Time Series usage

replication
sql

(Q Pike) #1

I’m curious how cockroachdb’s performance would be for time series data? We are currently looking at Elastic and InfluxDB but rather use cockroachdb if possible.

We need to be able to store billions of datapoints down to the millisecond accuracy ( Finance/Stock Data ). How would it be able to handle this amount of data and running queries on it, and what is the throughput of writes. We would be writing about 10-30k points/second.

Thanks!


(Diana Hsieh) #2

Thanks for your question, @qrpike. As you might already suspect, we aren’t built to optimize for time series use cases. We are still working on testing our performance, although you should be able to achieve 10-30k points / second depending on how many nodes you have and what deployment you decide on. The issue with time series right now is that you will need to use something other than just the timestamp as the primary key so that you can shard your inserts across multiple nodes and thereby increase performance. For queries, that depends on what you’re thinking of doing - simple selects / single row writes / transactions / joins?

Re ms accuracy - could you provide more detail on what you mean by that?


(Drasko DRASKOVIC) #3

@dianasaur323 and @qrpike - do you have any updates on this subject? We from Mainflux project (https://github.com/Mainflux/mainflux) are strongly considering switching completely to CockroachDB.

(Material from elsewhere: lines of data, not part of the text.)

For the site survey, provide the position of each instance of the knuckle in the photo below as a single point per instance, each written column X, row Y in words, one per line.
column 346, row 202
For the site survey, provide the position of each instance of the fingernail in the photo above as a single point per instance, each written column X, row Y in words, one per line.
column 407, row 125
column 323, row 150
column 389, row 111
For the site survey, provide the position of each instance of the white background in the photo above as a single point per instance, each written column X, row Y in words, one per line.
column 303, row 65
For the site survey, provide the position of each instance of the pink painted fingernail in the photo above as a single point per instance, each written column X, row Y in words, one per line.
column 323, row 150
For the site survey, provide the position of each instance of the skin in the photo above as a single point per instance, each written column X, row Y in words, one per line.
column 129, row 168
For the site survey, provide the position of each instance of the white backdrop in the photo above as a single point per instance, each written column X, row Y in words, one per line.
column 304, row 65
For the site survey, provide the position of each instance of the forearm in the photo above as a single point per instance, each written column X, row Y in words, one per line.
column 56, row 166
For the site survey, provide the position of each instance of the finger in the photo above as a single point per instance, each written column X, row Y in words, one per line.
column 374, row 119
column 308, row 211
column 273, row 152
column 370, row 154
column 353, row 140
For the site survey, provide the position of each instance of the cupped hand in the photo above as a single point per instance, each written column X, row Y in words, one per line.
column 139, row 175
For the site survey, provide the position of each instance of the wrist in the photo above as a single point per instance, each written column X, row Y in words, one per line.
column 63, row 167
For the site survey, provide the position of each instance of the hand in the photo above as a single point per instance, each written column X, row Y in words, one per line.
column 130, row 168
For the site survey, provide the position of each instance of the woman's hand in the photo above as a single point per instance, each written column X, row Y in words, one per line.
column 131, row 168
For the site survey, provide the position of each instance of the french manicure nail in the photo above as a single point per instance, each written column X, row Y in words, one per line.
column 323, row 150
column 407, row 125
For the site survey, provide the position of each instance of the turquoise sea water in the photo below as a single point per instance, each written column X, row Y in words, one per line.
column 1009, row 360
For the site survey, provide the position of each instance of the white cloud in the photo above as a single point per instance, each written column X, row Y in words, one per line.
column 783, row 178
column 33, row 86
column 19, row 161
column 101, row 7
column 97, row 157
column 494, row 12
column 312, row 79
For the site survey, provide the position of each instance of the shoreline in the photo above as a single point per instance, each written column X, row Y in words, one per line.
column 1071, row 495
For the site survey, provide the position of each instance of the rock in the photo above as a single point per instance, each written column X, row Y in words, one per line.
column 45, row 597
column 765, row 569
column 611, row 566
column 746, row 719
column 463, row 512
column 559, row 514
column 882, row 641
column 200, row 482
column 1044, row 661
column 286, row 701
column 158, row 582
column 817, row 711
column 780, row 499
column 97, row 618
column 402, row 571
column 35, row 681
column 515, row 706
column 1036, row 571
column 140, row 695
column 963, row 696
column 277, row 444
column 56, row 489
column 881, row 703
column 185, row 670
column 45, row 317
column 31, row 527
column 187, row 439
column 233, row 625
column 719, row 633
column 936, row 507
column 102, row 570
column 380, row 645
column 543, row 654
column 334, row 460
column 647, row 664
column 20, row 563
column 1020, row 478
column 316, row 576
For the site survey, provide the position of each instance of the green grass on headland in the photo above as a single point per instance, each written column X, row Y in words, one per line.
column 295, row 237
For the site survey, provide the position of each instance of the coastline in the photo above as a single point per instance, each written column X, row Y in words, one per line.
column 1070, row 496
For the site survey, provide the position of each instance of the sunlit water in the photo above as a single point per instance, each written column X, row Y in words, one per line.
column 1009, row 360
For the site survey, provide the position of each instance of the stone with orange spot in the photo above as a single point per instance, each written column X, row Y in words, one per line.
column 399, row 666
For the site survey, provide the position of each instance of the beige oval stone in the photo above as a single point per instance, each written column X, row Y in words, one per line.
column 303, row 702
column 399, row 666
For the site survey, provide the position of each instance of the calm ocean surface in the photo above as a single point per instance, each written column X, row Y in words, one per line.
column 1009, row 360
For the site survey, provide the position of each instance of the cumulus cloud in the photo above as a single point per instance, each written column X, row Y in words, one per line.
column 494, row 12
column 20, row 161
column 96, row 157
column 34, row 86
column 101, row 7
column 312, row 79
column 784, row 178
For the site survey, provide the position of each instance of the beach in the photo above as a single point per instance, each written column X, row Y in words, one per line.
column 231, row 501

While we have no doubts for resource storage, we are wondering if the messaging DB (currently InfluxDB) can be replaced and with which consequences. Actually, in Mainflux architecture messages are sent to NATS broker, and a worker behind the broker is getting them as the events and writing them in the DB. Messages come from sensors, and in IoT deployments of the future we are talking about millions and millions of sensors, so messaging might be intensive.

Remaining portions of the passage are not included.